カメラを構えた大男に前を遮られ、横にずれると、足の裏があるものを踏んだ。そっと足を持ち上げた。蝉の抜け殻だった。真ん前に来た月鉾の囃子の最中にも関わらず、フシャというその音が、耳に届いた。四条通河原町通を経てきた山や鉾が、烏丸通を一千年を超えるそののろのろとした足取りで、揃いの黒笠法被の曳子に曳かれ、やって来る。通りの両側に設けられた一席三千百八十円の観覧席がびっしり人で埋まっている。空は晴れ、雨にならない雲があった。鉾は華麗豪華な織物を四方に纏い、山には由来の人形が揺れを堪える如くに鎮座し、松が立ち、水引が風に靡く。
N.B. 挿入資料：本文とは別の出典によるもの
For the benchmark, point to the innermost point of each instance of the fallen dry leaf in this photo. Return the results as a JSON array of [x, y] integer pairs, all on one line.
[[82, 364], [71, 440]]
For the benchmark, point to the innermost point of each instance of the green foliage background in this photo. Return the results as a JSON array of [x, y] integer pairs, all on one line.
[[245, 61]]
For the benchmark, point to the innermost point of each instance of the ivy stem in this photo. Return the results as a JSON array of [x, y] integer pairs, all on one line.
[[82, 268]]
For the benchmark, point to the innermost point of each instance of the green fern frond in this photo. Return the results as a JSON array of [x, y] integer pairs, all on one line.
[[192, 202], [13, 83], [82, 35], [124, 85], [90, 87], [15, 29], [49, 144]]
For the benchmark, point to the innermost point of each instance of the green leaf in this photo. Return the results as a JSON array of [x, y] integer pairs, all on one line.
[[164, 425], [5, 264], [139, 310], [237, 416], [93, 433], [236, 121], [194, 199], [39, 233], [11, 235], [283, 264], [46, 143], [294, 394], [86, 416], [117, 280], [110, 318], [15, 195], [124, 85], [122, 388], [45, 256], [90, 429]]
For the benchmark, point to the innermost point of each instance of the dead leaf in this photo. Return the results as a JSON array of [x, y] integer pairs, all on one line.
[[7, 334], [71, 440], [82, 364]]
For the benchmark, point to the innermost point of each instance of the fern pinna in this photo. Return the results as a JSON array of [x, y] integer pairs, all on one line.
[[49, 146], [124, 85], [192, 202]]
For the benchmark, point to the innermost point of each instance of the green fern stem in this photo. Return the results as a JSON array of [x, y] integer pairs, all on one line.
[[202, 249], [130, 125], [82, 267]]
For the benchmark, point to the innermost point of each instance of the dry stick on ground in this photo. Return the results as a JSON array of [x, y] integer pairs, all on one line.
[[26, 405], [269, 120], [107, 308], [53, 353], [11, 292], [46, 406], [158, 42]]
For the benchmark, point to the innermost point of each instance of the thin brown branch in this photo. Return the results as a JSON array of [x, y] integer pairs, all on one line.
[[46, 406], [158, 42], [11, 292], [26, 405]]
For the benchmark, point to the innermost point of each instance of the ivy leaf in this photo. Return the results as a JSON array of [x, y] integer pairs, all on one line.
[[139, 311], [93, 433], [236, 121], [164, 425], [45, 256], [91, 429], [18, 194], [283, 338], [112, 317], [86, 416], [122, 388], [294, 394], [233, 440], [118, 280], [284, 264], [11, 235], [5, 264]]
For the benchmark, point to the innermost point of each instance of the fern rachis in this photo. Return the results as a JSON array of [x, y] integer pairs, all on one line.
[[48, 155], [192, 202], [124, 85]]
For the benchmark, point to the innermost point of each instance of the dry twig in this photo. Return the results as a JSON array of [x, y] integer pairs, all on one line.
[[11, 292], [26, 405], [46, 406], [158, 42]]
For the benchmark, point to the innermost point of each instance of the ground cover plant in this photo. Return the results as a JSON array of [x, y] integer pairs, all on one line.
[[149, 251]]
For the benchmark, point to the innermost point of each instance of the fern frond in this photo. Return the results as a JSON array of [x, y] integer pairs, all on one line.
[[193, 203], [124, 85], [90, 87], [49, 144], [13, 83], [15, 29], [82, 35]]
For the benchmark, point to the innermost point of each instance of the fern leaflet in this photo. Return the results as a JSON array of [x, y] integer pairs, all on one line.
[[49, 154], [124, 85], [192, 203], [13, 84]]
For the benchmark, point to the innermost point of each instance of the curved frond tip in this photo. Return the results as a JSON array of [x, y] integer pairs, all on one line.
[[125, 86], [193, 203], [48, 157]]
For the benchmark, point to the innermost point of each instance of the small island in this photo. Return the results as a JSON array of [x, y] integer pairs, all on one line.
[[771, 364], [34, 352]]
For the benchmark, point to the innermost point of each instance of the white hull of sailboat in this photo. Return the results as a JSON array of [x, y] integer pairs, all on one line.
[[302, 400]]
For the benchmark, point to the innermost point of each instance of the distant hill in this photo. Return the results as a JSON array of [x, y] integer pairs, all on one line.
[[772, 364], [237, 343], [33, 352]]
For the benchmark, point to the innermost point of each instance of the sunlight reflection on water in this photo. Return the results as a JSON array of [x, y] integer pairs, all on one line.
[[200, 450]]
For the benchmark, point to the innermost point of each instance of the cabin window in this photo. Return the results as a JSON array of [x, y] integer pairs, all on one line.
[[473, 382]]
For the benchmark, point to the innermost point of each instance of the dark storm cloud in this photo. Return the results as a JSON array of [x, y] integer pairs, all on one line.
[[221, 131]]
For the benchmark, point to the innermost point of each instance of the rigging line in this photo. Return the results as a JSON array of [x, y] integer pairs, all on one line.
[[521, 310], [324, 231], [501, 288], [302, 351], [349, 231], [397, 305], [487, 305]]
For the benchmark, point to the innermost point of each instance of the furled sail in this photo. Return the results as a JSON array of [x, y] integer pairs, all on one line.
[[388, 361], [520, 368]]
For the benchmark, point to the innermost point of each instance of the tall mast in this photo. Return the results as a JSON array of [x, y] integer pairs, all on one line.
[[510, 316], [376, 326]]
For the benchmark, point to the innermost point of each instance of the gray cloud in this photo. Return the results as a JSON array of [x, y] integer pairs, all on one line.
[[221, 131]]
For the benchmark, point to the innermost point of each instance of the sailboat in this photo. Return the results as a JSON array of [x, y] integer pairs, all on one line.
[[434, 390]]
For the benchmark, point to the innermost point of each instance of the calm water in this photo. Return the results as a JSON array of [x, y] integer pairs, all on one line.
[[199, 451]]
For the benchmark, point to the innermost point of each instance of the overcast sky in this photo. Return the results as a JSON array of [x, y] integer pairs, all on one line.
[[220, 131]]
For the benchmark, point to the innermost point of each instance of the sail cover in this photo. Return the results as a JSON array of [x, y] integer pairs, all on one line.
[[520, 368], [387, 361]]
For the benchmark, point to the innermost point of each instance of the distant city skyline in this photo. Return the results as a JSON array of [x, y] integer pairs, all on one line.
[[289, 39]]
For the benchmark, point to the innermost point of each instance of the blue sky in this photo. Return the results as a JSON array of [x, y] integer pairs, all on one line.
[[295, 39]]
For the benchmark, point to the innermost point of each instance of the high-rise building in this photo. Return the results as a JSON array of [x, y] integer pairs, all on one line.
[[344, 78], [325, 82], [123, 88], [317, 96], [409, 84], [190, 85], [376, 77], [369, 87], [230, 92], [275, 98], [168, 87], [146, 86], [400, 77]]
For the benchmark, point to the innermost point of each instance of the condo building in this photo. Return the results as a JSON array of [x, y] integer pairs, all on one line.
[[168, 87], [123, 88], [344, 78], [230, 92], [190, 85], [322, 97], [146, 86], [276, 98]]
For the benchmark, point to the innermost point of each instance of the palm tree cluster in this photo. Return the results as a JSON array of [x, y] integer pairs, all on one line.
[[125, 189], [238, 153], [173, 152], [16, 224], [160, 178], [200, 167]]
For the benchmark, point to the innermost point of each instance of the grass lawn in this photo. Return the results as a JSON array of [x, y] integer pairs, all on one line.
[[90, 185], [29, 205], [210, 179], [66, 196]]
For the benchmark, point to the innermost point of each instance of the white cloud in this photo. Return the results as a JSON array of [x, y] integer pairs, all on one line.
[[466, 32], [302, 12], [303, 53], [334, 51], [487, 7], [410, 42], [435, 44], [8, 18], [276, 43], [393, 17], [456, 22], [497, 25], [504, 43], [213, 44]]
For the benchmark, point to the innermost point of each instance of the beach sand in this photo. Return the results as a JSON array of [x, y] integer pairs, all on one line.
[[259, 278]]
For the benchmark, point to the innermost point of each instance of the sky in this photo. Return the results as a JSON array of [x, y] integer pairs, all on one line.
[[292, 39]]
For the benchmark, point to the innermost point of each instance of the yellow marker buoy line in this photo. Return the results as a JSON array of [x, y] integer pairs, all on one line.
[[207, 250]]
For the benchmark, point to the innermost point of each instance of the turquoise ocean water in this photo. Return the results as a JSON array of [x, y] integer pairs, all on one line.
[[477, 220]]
時に先を行く裃姿の氏子に、観覧席から声が掛かる。お辞儀を返す氏子に拍手が湧く。ほんま暑いなあ。いま行きよったんが月鉾かいな。幕間のように巡行が途切れ、佛教大学の学生が配っていた団扇を貰う。金と赤はええなあ、と大男が連れの女に云う。どれもそれも金と赤や。フシャという音だった、と思う。足をもう一度上げてみる。土の穴蔵を這い上がるためだけにその形になった大きな前足の爪が、二つ並んでいた。頭上の欅の枝でクマゼミが、使い込んだ機械のような音を出して鳴いている。生まれ育った福島でも東京でも馴染みのない鳴き声だ。見渡せばそちこちの幹に抜け殻がしがみついている。空蝉という言葉は知っている。うつせみ、というその韻にはどうにもうべなえないなと思った記憶もある。うつそみ、うつせみ、この世、この世の人を万葉集で虚蝉、空蝉と漢字を当てて書いたことが原因であると知れば、空蝉に纏いついている「はかなさ」という意味の出どころが平安貴族の気取りであると、腑に落ちた記憶もある。七歳の時、梅干しをいくつも口に放り込み腎臓を患って亡くなった近くの一つ年上の子どもの仏前に、寺で捕まえた蝉を虫籠に入れ供えたことがあった。子どもには、ほかに供えるものがなかったのである。翌朝には全部腹をみせ、籠の中で死んだはずである。盆の終わり、空の虫籠が戻って来た。子どもは、死んだ蝉をどうしたか、とは想像しなかった。祇園祭は疫病を払う祈願祭礼である。夜には山鉾が清めた道を、神輿が練り歩く。最後の船鉾が目の前を過ぎると、観覧席にいた者たちが次々と席を立ち、瞬く間に通りの両側にパイプ椅子の列が残された。巡行は終わったわけではない。船鉾も、その前を行く岩戸山も、西に向かって、いまも粛々と進んでいるのである。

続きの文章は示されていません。